A wide variety of polymer types are used in forming the polymer particles of toner. The polymers include both homopolymeric and copolymeric compositions, such as styrene-butadiene-acrylic acid copolymers, styrene-butyl acrylate-acrylic acid copolymers and acrylic homopolymers.
By selecting various homopolymers and copolymers, toners can be generated that possess specific chemical, mechanical and/or triboelectrical properties. In particular, toners with a low minimum fixing temperature (MFT) are desired to, for example, reduce the energy requirements of the printers and copiers, and to further extend the lifetime of the fuser rolls. However, reducing the MFT of the toner may cause other properties of the toner to be diminished.

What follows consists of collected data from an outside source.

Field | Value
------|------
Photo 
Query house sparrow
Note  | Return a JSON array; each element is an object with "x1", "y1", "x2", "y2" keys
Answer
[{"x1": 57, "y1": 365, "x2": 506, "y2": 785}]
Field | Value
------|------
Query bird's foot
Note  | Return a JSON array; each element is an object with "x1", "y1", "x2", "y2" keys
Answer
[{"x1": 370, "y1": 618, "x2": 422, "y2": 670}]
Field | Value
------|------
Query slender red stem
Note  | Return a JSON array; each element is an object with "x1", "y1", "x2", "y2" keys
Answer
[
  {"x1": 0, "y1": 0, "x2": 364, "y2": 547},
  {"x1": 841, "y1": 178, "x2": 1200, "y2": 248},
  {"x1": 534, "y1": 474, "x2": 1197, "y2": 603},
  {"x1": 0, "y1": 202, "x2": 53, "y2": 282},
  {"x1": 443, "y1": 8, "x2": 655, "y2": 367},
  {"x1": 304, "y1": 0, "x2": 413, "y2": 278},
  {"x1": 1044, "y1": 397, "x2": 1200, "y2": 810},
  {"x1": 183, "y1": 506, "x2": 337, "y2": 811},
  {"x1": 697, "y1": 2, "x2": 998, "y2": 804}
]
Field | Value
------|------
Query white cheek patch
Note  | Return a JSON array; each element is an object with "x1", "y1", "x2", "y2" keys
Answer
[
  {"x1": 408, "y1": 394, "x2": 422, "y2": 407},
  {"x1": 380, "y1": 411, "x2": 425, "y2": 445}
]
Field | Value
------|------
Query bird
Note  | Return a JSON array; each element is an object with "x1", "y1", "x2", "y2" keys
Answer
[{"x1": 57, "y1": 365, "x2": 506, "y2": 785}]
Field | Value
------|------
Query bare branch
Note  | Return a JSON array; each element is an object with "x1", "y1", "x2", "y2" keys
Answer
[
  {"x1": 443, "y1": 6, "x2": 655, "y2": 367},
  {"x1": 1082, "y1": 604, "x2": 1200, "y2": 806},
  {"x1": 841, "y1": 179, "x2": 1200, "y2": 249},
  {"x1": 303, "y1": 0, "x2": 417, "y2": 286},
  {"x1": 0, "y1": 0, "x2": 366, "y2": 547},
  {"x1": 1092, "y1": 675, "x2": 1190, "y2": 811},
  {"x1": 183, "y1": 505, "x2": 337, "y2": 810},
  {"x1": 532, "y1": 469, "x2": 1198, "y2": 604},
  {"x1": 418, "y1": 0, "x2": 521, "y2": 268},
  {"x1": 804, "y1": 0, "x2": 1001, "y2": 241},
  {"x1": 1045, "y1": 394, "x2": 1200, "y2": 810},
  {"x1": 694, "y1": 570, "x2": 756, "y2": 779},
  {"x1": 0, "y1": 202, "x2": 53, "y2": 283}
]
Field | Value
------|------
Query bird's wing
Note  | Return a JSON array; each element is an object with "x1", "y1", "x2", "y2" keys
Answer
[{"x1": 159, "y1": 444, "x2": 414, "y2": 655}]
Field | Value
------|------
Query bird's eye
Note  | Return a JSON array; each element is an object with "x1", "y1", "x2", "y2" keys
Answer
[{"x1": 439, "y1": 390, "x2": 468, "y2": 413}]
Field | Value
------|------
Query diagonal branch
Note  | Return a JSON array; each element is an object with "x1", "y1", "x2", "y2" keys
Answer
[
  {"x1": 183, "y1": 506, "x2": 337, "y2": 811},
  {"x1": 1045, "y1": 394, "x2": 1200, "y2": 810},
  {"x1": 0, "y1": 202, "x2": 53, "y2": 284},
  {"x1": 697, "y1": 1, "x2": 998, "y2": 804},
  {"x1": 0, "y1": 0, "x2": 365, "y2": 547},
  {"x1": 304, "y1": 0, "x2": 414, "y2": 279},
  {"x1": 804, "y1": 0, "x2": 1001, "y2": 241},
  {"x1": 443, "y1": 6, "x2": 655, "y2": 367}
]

For example, as described in U.S. Pat. No. 5,928,830, in pictorial or process color applications, the gloss provided by the toner resin is important to the attainment of high image quality. Unfortunately, a latex that has the desired fix properties may not yield acceptable gloss properties. In particular, if a latex resin has a low molecular weight, that is, for example, a weight average molecular weight (Mw) of about 5,000 to about 30,000, as determined by Gel Permeation Chromatography (GPC), on some fusing devices, the latex resin may result in a developed toner image with an excellent gloss, of, for example, greater than 50 gloss units, such as 70-90, for high quality color applications. However, the toner may have poor fix, that is the MFT may be higher than about 190° C. to about 220° C. for the resulting toner. In contrast, if a latex has a high molecular weight, such as an Mw of about 35,000 to about 80,000, then the latex could result in poor gloss and excellent fix on the same fusing devices.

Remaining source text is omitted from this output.